Step 1 – if the logical element contains only one implicant (or all implicants consist of one variable) go to step 3, otherwise go to step 2.
Step 2 – Separate all but one implicant, starting with the one that includes it. Next, work with the newly obtained element. Go to step 1.
Step 3 – if the element consists of two variables, go to step 5, otherwise go to step 4.
Step 4 – Select as a separate element all the variables except one, starting with the one that includes it. Next, work with the newly obtained element. Go to step 3.
Step 5 applies to all two-input elements obtained.
Step 5.1 – If input inverters are on both inputs, convert the element to dual.
Step 5.2 – if the input inverter is the same and corresponds to a signal that is not an enable signal, convert the element to dual.
Step 5.3 – if there is an input inverter, isolate it as a separate element. The split is done.
Now let’s go back to formula 1 at the beginning of the text. If the implicant x*f is missing in the logical expression, then the function looks like this : x=a*b*c+g+h+i. Its behavior is : As we see, the only implicant consisting of more than one variable (a*b*c) is including. And this function can be decomposed into minimal components while maintaining self-synchrony.
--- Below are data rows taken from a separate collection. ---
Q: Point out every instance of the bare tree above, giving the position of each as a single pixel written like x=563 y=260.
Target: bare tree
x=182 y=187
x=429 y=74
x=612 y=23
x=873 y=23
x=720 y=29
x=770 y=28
If the implicant x*f is present in a logical expression, the function looks like this : x=a*b*c+x*f+g+h+i. Its behavior is : The implicant x*f, which is not including, consists of more than one variable. Such a function cannot be split with self-synchrony. But we apply a self-synchrony-preserving transformation: we add signal y, which is dual to signal x. Adding signal y changes the function of only signal x and the signal whose switching was a consequence of event x- (the variable x is replaced by the variable y). Now x=(f+i+h+g)*y, y=c*b*a+x. The implicants f+i+h+g and c*b*a including and respectively functions x and y can be split to minimal components while maintaining self-synchrony.
A simplified model of behavior (without parallelism, selection and multiples) allows to reveal properties naturally inherent to binary processes. Synthesis of self-synchronous circuits in a minimal basis is a natural phenomenon that does not require any design.